WASHINGTON • Boeing Co and Vietnam Airlines JSC have agreed to negotiate the sale of eight more 787-10 Dreamliners and eight 777-8X aircraft, a move hailed by the United States and Vietnamese officials as a sign of strengthening trade ties between the two former enemies.
US Deputy Commerce Secretary Bruce Andrews told Reuters the aircraft sales reflected "an important dimension of a growing relationship" and said both US and Vietnamese officials were committed to further expanding trade.
"There is a huge amount of opportunity for American companies in Vietnam," Mr Andrews said on Monday before a ceremony marking the signing of a memorandum on expanding business ties and Boeing's delivery of the first 787 to Vietnam Airlines.
The event - held in the shadow of the airplane - included Mr Nguyen Phu Trong, general secretary of the Vietnamese Communist party, who is also due to meet US President Barack Obama during a landmark visit two decades after normalisation of ties between the US and Vietnam, and 200 other US and Vietnamese officials and industry executives.
Since Vietnam's devastating war with the US that ended 40 years ago, the two countries have come together so quickly over the past several years that even the architects of the reconciliation call it breathtaking.
That would be highlighted yesterday when Mr Trong, the head of Vietnam's Communist Party, the symbol of what America was fighting, visits the White House for the first time.

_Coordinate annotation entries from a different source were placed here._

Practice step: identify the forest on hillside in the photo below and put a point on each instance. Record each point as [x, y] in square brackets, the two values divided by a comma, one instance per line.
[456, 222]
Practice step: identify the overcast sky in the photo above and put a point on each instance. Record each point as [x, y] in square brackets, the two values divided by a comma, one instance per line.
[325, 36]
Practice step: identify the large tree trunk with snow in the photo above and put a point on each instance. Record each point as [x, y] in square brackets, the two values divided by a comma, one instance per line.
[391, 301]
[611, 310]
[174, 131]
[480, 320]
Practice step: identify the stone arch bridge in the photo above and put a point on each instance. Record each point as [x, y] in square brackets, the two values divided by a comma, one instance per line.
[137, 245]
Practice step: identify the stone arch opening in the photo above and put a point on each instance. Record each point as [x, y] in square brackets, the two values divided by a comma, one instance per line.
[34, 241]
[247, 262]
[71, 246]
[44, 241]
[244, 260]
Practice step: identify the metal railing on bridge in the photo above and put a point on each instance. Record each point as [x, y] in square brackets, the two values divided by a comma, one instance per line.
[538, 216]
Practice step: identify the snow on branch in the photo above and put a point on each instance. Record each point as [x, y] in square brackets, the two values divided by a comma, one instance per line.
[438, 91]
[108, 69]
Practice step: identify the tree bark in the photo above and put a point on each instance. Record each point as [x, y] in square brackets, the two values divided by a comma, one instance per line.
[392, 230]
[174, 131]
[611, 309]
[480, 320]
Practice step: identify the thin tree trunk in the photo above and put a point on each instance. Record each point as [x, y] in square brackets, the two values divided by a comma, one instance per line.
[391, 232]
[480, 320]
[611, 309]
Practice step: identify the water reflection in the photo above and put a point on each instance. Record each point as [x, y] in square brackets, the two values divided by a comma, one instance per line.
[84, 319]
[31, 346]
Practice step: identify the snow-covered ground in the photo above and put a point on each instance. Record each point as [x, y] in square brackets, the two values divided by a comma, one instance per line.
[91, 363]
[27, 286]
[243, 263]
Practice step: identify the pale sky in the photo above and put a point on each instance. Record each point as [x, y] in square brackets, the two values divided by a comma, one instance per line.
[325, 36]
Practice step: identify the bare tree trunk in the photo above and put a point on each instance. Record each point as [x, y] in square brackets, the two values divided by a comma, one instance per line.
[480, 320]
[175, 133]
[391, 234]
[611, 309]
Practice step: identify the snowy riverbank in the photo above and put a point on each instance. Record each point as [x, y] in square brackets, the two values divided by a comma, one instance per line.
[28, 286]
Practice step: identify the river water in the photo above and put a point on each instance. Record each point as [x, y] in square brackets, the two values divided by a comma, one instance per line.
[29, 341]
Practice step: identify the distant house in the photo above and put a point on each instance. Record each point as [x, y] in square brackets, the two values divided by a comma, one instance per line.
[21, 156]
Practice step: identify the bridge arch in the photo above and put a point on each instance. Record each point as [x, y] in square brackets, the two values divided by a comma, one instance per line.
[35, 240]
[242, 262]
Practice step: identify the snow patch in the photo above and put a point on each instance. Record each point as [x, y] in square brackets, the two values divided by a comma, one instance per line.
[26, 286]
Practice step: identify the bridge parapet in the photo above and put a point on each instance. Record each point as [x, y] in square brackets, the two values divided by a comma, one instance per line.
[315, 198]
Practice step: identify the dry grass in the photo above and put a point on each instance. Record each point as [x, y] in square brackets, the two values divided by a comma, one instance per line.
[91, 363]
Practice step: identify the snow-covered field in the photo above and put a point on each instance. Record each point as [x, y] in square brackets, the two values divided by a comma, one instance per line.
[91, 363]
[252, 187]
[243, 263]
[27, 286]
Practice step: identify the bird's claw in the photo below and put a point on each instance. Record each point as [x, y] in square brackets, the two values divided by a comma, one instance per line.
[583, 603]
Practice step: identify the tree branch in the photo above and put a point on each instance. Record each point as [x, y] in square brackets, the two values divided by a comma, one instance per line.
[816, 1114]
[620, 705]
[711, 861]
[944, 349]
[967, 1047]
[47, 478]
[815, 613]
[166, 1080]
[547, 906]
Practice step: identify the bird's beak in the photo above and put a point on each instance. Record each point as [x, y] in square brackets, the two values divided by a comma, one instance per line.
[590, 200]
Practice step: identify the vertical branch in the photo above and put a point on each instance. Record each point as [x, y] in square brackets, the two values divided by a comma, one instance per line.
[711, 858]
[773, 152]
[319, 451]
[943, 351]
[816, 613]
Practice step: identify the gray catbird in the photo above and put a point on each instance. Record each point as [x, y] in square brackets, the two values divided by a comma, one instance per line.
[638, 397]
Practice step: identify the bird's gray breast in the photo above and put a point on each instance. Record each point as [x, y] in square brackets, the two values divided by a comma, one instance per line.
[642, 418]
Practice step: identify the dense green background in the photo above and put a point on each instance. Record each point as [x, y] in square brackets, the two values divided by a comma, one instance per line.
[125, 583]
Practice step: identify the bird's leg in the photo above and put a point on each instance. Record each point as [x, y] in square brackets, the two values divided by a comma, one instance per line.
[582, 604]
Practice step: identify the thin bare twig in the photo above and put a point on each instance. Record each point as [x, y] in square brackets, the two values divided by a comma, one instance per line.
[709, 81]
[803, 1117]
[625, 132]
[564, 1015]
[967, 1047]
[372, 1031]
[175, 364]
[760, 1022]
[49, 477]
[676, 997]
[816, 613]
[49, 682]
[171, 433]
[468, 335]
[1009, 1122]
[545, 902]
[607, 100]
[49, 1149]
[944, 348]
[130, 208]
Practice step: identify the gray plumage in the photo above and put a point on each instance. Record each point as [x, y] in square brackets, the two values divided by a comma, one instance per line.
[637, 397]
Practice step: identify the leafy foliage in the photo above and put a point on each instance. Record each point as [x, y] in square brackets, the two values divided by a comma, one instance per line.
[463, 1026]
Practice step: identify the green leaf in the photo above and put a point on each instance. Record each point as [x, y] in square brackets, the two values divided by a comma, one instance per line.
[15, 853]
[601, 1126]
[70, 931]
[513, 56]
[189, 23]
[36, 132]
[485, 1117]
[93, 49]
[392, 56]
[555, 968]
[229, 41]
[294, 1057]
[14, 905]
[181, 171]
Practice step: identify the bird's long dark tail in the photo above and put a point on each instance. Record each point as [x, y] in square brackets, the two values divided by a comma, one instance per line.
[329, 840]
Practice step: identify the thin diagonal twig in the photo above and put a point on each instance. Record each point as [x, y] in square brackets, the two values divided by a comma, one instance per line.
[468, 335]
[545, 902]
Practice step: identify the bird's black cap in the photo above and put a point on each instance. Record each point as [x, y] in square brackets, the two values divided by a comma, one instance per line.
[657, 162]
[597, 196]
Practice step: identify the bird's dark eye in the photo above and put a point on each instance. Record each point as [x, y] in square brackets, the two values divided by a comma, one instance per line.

The geopolitics driving the countries together is China's rising power and a desire by the US and Vietnam to cultivate alliances that counterbalance it, according to officials. There has been a longstanding antipathy in Vietnam towards China, with which it fought a border war in 1979 and has clashed over territorial claims in the South China Sea.
Vietnam is pushing the US to officially recognise it as a market economy and lift its embargo on the sale of lethal weapons to the country. An agreement to lift a ban on non-lethal weapons was approved last year.
The Vietnamese are also urging the US to have a greater military presence in Asia.
Mr Andrews said negotiators for the US, Vietnam and 10 other countries were working to ensure that the high-standard Trans-Pacific Partnership (TPP) - which does not include China - opened key aerospace, manufacturing and other markets in Vietnam to US firms.
"That's one of the great benefits that will come from TPP," he said, calling Vietnam a key partner in Washington's strong and growing relationships in the Asia region.
US Transportation Secretary Anthony Foxx said the agreement between Boeing and Vietnam Airlines was "a milestone in our efforts to deepen our ties with Vietnam through bilateral trade".
He cited ongoing efforts to facilitate direct flights between Vietnam and the US and continued cooperation on aviation safety.
Mr John Wojick, Boeing senior vice-president for global sales and marketing, said the agreement signed on Monday still needed work, but could include eight more 787 aircraft for Vietnam, adding to the 19 already on order.
Boeing had also offered Vietnam eight 777-8X aircraft, which the company expects to unveil at the end of the decade, he said.